Here we assume that the files have already been encoded with something that LASER to keep the example simple, but you want to have a first step doing the encoding (see the global mining pipeline for a real example).

mypipeline.py
import asyncio

import hydra
from omegaconf import DictConfig
from stopes.core.utils import clone_config
from stopes.modules.bitext.indexing.populate_faiss_index import PopulateFAISSIndexModule
from stopes.modules.bitext.indexing.train_faiss_index_module import TrainFAISSIndexModule

# the pipeline
async def pipeline(config):
# setup a launcher to connect jobs together
launcher = hydra.utils.instantiate(config.launcher)

# train the faiss index
trained_index = await launcher.schedule(TrainFAISSIndexModule(
config=config.train_index
))

# pass in the trained index to the next step through config
with clone_config(config.populate_index) as config_with_index:
config_with_index.index=trained_index

# fill the index with content
populated_index = await launcher.schedule(PopulateFAISSIndexModule(
config=config_with_index
))
print(f"Indexes are populated in: {populated_index}")

# setup main with Hydra
@hydra.main(config_path="conf", config_name="config")
def main(config: DictConfig) -> None:
asyncio.run(pipeline(config))

Let's start with the main, this is a very basic boilerplate that:

  1. sets up hydra to get configuration when running the script. We recommend checking the hydra tutorial on their site to understand how to build configurations and organize them. See below also for an example config.
  2. starts asyncio and runs our async pipeline function.

The pipeline function is async as it will run some asynchronous code inside it, so we need to tell python that this will be the case. The first thing it does, is to initialize the launcher from the config, this is a trick to be able to swap launchers on the CLI using config overrides. After that, we setup the TrainFAISSIndexModule and schedule it with the launcher. This will check if this step was already executed in the past, and if not, will schedule the module on the cluster (or just locally if you want).

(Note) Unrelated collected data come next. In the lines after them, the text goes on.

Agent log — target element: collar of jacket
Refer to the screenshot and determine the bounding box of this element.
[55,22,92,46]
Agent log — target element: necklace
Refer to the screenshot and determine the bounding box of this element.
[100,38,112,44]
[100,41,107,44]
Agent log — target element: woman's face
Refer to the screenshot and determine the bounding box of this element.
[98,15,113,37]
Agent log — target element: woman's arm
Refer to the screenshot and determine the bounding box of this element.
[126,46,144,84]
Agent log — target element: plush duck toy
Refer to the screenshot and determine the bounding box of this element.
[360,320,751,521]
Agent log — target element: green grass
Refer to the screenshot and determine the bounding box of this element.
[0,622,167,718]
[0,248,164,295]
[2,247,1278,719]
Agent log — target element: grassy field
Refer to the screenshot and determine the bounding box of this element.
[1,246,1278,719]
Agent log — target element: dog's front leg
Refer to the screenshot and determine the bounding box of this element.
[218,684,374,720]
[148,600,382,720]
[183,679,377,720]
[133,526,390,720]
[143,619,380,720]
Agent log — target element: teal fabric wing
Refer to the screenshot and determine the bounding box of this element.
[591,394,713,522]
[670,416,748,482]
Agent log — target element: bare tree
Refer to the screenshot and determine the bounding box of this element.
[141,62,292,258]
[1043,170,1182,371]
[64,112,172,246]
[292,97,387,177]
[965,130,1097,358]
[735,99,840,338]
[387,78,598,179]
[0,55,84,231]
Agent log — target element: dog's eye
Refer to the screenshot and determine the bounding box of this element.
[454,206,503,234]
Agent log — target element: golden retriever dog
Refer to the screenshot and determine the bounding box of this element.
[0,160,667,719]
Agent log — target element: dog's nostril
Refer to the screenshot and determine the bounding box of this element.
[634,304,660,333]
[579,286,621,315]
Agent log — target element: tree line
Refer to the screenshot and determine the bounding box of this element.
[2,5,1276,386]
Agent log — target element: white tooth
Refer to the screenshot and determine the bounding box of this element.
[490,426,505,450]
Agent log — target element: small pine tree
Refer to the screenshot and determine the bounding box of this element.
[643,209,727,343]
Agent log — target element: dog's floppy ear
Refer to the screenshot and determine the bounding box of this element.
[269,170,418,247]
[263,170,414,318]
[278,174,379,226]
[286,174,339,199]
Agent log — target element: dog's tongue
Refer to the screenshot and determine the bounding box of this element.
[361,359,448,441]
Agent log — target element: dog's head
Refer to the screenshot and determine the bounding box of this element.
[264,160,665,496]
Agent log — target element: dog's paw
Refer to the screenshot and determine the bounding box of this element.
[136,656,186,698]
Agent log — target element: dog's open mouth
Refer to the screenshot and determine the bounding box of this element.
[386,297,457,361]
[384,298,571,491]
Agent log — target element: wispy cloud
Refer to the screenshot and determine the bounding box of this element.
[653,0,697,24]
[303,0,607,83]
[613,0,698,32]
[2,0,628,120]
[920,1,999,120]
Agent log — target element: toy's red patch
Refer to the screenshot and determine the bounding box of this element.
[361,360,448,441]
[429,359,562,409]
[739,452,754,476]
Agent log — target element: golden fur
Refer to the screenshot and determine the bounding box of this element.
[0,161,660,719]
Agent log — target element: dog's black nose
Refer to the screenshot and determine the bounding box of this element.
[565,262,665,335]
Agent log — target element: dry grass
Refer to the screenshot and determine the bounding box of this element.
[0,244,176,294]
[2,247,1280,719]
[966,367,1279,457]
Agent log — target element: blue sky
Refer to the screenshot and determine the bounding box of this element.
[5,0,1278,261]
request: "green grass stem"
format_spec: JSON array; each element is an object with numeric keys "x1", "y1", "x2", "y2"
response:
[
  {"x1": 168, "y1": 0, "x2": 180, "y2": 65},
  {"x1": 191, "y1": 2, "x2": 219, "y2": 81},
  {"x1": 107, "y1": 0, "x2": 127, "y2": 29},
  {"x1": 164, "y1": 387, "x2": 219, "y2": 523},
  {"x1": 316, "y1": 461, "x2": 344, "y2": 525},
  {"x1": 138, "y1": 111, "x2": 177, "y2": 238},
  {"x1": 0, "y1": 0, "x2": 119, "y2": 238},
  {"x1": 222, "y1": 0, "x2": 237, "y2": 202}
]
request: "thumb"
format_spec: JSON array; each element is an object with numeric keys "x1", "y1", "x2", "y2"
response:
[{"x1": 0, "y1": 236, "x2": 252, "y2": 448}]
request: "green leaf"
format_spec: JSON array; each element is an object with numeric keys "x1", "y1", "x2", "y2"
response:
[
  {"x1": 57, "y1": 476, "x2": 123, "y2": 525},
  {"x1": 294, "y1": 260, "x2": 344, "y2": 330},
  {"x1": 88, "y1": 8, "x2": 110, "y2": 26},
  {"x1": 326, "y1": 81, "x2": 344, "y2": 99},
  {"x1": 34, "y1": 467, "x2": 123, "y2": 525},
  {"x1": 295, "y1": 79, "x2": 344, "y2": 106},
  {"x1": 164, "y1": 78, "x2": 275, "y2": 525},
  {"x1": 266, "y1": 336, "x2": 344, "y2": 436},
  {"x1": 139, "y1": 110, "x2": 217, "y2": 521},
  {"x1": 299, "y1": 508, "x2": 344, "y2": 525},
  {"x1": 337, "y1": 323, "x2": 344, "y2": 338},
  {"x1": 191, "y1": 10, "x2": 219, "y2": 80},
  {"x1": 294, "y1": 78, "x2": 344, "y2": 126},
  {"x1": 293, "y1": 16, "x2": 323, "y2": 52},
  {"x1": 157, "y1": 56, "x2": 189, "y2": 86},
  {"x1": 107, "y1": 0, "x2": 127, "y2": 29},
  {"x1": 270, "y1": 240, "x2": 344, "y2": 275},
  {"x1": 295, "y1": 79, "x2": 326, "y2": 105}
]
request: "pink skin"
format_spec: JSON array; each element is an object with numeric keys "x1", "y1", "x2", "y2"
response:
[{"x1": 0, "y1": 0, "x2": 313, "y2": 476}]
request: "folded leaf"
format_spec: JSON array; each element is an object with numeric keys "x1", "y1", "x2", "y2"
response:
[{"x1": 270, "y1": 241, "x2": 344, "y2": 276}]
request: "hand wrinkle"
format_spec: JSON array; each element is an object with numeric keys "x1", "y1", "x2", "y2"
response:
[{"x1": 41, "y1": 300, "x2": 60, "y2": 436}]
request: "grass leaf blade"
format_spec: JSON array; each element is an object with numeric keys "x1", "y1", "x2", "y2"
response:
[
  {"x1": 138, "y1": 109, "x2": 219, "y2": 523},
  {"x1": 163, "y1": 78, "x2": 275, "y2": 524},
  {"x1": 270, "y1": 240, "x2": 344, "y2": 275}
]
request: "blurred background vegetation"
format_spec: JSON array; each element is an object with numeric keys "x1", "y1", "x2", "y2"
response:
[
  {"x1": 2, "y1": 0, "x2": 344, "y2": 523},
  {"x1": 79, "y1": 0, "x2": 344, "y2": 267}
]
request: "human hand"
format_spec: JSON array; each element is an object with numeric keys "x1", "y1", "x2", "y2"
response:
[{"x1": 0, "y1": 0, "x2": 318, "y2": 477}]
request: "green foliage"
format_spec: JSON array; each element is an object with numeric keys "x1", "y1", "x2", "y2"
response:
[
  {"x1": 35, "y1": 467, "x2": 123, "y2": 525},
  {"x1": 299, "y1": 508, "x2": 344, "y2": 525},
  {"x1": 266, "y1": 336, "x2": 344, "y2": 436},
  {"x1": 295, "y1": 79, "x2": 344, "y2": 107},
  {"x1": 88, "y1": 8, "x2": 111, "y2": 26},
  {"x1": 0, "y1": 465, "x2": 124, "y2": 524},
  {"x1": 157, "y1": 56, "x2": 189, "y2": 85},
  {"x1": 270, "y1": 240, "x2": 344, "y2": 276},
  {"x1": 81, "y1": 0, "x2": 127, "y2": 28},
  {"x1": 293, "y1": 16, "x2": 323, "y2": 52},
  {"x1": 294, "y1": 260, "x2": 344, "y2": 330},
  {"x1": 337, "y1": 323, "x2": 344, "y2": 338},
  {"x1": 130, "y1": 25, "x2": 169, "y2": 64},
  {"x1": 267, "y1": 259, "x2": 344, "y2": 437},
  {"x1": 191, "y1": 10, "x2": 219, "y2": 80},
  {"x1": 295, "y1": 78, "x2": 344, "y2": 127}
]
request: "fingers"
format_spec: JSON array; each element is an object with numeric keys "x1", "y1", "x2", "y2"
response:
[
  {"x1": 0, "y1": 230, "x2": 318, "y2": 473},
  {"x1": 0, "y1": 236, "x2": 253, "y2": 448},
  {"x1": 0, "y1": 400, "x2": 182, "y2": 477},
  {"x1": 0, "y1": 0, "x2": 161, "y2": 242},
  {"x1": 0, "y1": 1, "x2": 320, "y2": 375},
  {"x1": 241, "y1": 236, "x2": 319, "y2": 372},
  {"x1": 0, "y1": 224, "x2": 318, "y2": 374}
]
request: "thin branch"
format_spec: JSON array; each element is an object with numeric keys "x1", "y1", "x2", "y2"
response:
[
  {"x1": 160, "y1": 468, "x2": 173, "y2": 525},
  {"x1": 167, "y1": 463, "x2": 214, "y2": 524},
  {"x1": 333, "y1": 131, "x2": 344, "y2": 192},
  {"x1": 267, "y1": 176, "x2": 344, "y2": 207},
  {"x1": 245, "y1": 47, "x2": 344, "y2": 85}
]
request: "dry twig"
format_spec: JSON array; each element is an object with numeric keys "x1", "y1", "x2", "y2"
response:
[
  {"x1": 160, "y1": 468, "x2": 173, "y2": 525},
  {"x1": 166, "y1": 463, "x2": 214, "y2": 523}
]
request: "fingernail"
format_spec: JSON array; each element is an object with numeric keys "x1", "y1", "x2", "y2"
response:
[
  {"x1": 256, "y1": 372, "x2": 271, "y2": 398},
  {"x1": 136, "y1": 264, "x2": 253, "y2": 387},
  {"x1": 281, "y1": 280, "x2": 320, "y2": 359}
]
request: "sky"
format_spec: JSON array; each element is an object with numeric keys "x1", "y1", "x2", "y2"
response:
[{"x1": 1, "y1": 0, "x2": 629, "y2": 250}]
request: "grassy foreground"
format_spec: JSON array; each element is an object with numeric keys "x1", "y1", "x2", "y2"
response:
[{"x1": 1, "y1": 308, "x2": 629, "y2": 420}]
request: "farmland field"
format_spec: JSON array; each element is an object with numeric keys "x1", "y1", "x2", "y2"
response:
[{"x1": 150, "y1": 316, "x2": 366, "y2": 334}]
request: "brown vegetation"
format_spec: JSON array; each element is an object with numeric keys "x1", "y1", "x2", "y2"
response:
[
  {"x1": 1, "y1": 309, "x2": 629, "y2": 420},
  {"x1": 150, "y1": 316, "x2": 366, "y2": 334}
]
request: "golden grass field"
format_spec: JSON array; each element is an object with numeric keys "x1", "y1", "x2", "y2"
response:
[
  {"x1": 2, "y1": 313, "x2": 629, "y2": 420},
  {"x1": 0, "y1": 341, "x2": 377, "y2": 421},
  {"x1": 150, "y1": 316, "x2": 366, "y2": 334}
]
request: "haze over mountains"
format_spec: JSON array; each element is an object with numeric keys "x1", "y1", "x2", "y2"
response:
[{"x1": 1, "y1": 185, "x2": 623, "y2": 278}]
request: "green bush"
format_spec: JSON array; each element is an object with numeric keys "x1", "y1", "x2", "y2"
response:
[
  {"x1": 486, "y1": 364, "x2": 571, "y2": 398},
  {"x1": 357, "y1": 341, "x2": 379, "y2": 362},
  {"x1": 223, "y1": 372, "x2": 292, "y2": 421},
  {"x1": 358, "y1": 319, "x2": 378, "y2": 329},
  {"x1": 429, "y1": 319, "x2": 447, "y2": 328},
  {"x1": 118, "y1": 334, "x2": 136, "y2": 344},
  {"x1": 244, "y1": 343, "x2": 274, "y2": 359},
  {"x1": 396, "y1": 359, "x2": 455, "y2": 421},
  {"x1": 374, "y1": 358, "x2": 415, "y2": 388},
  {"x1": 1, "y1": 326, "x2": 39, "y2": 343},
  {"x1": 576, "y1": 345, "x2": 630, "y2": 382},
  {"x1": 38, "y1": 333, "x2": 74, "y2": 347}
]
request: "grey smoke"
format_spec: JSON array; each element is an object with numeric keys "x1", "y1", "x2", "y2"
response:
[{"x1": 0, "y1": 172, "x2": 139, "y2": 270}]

The await keyword tells python to "wait" for the job to finish and once that is done, move to the next step. As we need to pass the generated index to the populate step, we take the config read from hydra, and fill up the index with the output of the training. We schedule and await that step, and finally just log the location of the output file.

Let's look at the config:

conf/config

embedding_files: ???
embedding_dimensions: 1024
index_type: ???

launcher:
_target_: stopes.core.Launcher
log_folder: executor_logs
cluster: local
partition:

train_index:
lang: demo
embedding_file: ${embedding_files}
index_type: ${index_type}
data:
bname: demo
iteration: 0
output_dir: ts.index.iteration_0
num_cpu: 40
use_gpu: True
embedding_dimensions: ${embedding_dimensions}
fp16: True


populate_index:
lang: demo
index: ???
index_type: ${index_type}
embedding_files: ${embedding_files}
output_dir: index.0
num_cpu: 40
embedding_dimensions: ${embedding_dimensions}

Hydra will take a yaml file and structure it for our usage in python. You can see that we define at the top level:

embedding_files: ???
index_type: ???

This tells hydra that these two entries are empty and required, so it will enforce that we specify them on the CLI. We pass them down to the sub-configs for train/populate by using the ${} placeholders.

The launcher entry is setup to initialize the submitit that currently provides the main job management system. If you wanted to use a different job/cluster system, you could implement your own launcher.

We can now call our script with:

python mypipeline.py embedding_files='[pathtomyfile.bin]' index_type="OPQ64,IVF1024,PQ64"

We could also override some of the defaults:

python mypipeline.py embedding_files='[pathtomyfile.bin]' index_type="OPQ64,IVF1024,PQ64" train_index.use_gpu=false
note

We use hydra as the configuration system, but note that most modules take a dataclass as config, so you could build that manually from a different system (like argparse) if you did not want to use hydra.